First, a simplistic diagram of your car's drivetrain to make all this a little simpler:
---------- driveshaft ---------- layshaft ----------- to wheels
| engine |------------>| clutch |---------->| gearbox |<---------->
---------- ---------- -----------
For gearboxes created before the invention of synchromesh gearboxes, double clutching was neccessary in order to speed up the layshaft to the speed of the driveshaft (essentially, to get the gears up to the same rpm as the wheels). If you didn't do this (or if your syncros are going out in your modern gearbox), you'll hear an unpleasant little grind as you jam the gearbox into gear. That grind is the layshaft (the shaft which does the actual shifting mojo), which is probably rotating pretty slowly by the time you reengage the clutch, meeting the shaft going to the wheels, which is probably rotating at a pretty good clip -- equal to the rpm of your wheels. The two gears grind a bit as one speeds up to the other's rpms. This is a bad thing, since it both makes you look like a jackass to passengers and pedestrians and wears out whatever gear you just jammed into. These are the steps to double clutching:
- Disengage the clutch (Push the pedal down): This disengages the gear box from the driveshaft (the engine) and allows you to...
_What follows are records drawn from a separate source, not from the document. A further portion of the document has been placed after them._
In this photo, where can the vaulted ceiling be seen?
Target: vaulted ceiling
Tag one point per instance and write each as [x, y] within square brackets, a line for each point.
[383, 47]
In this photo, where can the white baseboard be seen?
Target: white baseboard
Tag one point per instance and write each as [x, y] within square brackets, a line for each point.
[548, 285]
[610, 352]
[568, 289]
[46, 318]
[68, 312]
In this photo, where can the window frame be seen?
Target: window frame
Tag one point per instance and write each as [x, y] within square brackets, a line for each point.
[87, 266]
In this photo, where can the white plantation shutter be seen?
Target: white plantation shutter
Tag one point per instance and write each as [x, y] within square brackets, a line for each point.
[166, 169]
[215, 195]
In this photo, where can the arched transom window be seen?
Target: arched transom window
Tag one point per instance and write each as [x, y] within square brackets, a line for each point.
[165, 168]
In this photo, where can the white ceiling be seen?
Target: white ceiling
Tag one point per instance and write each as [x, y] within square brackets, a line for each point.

- Pull the gear into neutral
- Engage the clutch briefly: This doesn't transfer any power to the wheels, but merely gets the gears up to wheel speed. You might also have to nudge the gas a bit to get the speed right, depending on...a whole lot of stuff, actually. It really depends on your specific car and the situation (speeding up / slowing down, braking, shifting up / down, etc.)
- Push the gear into whatever gear you want: Since the gears are now moving at approximately the same rpms as the wheels, there's only going to be a little grind as the two spinning gears meet and mesh.
- Re-engage the clutch and go, baby, go!